I feel a responsibility to be a good temporary steward, and I hope that through my involvement we can generate some good in the world.

What is your background before you relocated your family to St. Helena to live on property? 

I grew up in Seattle and lived there until college at Kenyon, in Ohio, where I met Toni. We graduated in 2003, and after college I spent a summer here working for our cousin’s vineyard management company as part of the crews that would move around the valley and do all kinds of things. 

I’m grateful to Doug and Wight Vineyard Management for the formative experience that they provided me, not only because of the vineyard experience (hard, but amazing, work! I perfected the no-look reversal of an ATV out of a pickup truck bed!), but because it gave me a feeling of deep connection to this place. I loved experiencing the ranch and all the people that you see here: family, workers, people from the community, etc. I also got to know my grandfather Ken really well during that time, as well as my grandmother Alice, who by then was deeply affected by Alzheimer’s. My Aunt Melinda and Uncle George were up here a lot as well, and their presence always signaled that fun would be had. All of these family members have played a huge role in my attachment to this ranch, as has my Dad for embracing my interest in it.

After that summer, I moved to Brooklyn, where I worked in a couple of different wine retailers before transitioning into publishing. I lived in Brooklyn for six years, Toni and I got married in 2009, and then moved back to Seattle in 2010 while I attended graduate school in experience design.

After graduation in 2012 we moved back to the New York/New Jersey area and I started my career in experience design, which is still my full-time job, and had our three boys, before moving to St. Helena in July 2022. I became formally involved in the family business in 2015 when my Aunt Melinda passed away and she had designated me to represent my generation. 

What was your relationship with the Taplin property growing up? 

We came in the summers, and I have very fond memories of hunting lizards, going to the pool, finding obsidian, and always talking about eating, preparing to eat, and then finally eating. It was a key aspect of every day. The most sought-after items I remember being fresh corn, tomatoes, abalone, and my grandfather’s own wild-caught hot-smoked salmon from the coast. I have great memories too of running around with my cousins Neal, Haley, and Lynn, who grew up here. I’d get to play in the stream or ride an ATV with them, and I always looked forward to that.

Why did you and your wife decide to relocate to St. Helena when you did?

I always hoped we would be able to get back here, but I didn’t know when. At the time I left here to go to Brooklyn I thought I would be gone for a year or two, but that turned into almost twenty. As my involvement became more and more central to my life, Toni and I started talking about it as a possibility.

The pandemic made remote work possible for my day job, and we realized that if we wanted to get here we should do it when the kids were a good age to still be adaptable and able to meet new people.

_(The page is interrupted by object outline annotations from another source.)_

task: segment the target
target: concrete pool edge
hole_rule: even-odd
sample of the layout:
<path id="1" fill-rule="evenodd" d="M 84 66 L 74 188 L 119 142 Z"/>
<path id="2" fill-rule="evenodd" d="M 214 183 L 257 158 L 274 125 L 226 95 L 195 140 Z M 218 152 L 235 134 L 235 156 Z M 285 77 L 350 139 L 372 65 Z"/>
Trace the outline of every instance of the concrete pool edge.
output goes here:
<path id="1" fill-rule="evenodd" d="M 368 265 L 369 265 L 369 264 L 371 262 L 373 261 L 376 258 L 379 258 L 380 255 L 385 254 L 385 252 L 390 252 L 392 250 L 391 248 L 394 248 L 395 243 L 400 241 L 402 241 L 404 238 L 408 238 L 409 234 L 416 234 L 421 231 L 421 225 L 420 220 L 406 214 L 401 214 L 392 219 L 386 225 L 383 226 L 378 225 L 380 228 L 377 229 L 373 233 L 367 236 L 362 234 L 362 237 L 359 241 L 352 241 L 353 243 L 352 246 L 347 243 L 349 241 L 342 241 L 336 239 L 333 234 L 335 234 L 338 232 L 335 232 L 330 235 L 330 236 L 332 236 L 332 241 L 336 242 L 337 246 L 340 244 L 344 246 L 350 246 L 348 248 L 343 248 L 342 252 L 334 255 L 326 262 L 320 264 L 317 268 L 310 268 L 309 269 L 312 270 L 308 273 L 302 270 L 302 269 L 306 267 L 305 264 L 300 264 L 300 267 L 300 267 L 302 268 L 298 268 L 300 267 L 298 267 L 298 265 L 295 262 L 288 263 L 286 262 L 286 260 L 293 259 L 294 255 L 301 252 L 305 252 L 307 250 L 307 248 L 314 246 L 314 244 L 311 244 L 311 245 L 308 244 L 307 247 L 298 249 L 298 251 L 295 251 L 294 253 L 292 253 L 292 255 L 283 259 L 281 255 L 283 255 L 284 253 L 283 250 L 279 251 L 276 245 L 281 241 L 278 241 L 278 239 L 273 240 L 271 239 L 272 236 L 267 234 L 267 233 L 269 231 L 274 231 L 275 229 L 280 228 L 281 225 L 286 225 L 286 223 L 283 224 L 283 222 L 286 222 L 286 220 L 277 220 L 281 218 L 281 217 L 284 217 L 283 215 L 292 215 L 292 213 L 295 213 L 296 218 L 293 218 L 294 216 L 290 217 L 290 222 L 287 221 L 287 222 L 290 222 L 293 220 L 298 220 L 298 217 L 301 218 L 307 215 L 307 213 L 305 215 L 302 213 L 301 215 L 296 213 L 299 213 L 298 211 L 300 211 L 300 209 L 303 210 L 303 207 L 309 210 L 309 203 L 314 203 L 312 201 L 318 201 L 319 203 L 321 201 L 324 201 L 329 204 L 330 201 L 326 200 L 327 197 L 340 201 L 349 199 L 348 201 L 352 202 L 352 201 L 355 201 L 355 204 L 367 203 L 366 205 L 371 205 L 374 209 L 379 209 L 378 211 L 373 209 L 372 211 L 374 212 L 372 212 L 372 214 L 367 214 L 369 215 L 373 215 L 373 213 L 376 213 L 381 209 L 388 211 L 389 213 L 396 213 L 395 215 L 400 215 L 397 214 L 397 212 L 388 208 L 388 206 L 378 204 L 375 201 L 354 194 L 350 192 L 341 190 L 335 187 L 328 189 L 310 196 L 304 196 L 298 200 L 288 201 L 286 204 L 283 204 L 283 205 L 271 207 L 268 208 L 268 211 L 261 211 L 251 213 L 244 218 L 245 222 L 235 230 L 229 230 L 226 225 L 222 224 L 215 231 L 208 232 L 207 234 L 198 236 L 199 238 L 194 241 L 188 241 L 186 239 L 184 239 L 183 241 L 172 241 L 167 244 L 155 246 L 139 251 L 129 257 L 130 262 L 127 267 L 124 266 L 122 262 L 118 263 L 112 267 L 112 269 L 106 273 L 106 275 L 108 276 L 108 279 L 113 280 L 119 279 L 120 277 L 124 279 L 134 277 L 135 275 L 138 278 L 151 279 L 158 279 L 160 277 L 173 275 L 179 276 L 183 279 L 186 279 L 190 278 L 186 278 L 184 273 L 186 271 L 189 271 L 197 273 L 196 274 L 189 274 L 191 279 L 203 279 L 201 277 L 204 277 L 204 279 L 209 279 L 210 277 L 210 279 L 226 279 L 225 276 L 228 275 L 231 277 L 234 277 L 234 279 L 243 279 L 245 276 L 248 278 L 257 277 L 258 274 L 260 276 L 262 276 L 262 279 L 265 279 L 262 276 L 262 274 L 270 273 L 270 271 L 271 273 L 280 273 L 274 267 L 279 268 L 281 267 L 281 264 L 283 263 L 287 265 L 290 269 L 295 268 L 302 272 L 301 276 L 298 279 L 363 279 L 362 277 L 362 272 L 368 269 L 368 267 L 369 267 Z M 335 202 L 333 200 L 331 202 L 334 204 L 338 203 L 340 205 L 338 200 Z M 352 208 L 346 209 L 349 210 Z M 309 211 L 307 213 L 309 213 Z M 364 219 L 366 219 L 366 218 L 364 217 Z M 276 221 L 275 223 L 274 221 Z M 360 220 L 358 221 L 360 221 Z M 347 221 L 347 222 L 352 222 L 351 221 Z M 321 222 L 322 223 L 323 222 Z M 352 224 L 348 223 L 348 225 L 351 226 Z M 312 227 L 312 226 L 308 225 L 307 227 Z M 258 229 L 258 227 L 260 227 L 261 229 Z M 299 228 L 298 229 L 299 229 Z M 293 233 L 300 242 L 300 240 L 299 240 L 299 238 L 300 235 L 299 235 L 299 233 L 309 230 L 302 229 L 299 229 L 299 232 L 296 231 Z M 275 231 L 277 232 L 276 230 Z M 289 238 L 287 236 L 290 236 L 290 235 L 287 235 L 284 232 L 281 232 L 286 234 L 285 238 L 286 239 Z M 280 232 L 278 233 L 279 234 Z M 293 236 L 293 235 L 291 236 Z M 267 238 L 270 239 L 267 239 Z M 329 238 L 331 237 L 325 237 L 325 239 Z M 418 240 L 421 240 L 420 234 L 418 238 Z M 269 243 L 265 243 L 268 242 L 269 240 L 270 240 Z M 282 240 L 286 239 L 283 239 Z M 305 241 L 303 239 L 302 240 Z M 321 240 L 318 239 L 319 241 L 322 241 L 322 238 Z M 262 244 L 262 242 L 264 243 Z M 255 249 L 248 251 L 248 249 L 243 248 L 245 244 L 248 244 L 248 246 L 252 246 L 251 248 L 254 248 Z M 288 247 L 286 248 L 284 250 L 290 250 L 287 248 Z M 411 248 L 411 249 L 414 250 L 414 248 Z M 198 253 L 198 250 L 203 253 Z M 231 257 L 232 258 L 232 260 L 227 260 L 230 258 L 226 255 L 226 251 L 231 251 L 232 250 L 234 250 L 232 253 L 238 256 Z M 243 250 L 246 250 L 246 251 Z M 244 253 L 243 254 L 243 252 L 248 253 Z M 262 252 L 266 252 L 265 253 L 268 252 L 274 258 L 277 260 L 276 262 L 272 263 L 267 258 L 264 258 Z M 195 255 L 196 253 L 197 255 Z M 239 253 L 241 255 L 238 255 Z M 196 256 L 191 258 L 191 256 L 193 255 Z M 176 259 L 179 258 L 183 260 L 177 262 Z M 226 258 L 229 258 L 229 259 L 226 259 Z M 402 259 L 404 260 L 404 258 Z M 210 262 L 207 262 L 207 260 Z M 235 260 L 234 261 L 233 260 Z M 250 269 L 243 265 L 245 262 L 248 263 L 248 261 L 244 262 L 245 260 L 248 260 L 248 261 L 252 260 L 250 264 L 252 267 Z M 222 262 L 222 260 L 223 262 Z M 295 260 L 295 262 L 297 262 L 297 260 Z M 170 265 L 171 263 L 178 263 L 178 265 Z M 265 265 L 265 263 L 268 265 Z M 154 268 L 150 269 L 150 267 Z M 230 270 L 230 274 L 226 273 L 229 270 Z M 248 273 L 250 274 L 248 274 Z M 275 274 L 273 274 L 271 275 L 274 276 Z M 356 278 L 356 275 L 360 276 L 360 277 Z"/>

I’m incredibly grateful to Toni for being up to throw our lives up in the air once again (after the other moves back and forth between east and west). Our relationship is a source of strength for everything we do together in the life we have created here.

What role have you taken on in the family business, and why is it important to you?

I feel like I need to earn the ownership. That is what motivates me every day really, when I’m not doing my day job. I want to understand as much as I possibly can about how this place works and how to make it better, and hopefully, as I said before, positively impact the world in the process. But that’s going to take a lot of time and work to come to fruition.

To answer a bit more literally, I’m especially interested in the viticulture, taking care of the land in a sustainable way (beyond the vineyard), financial operations, and the underlying governance model for how we as a family can manage our operations. I also work on our digital presence since that is my professional skill set.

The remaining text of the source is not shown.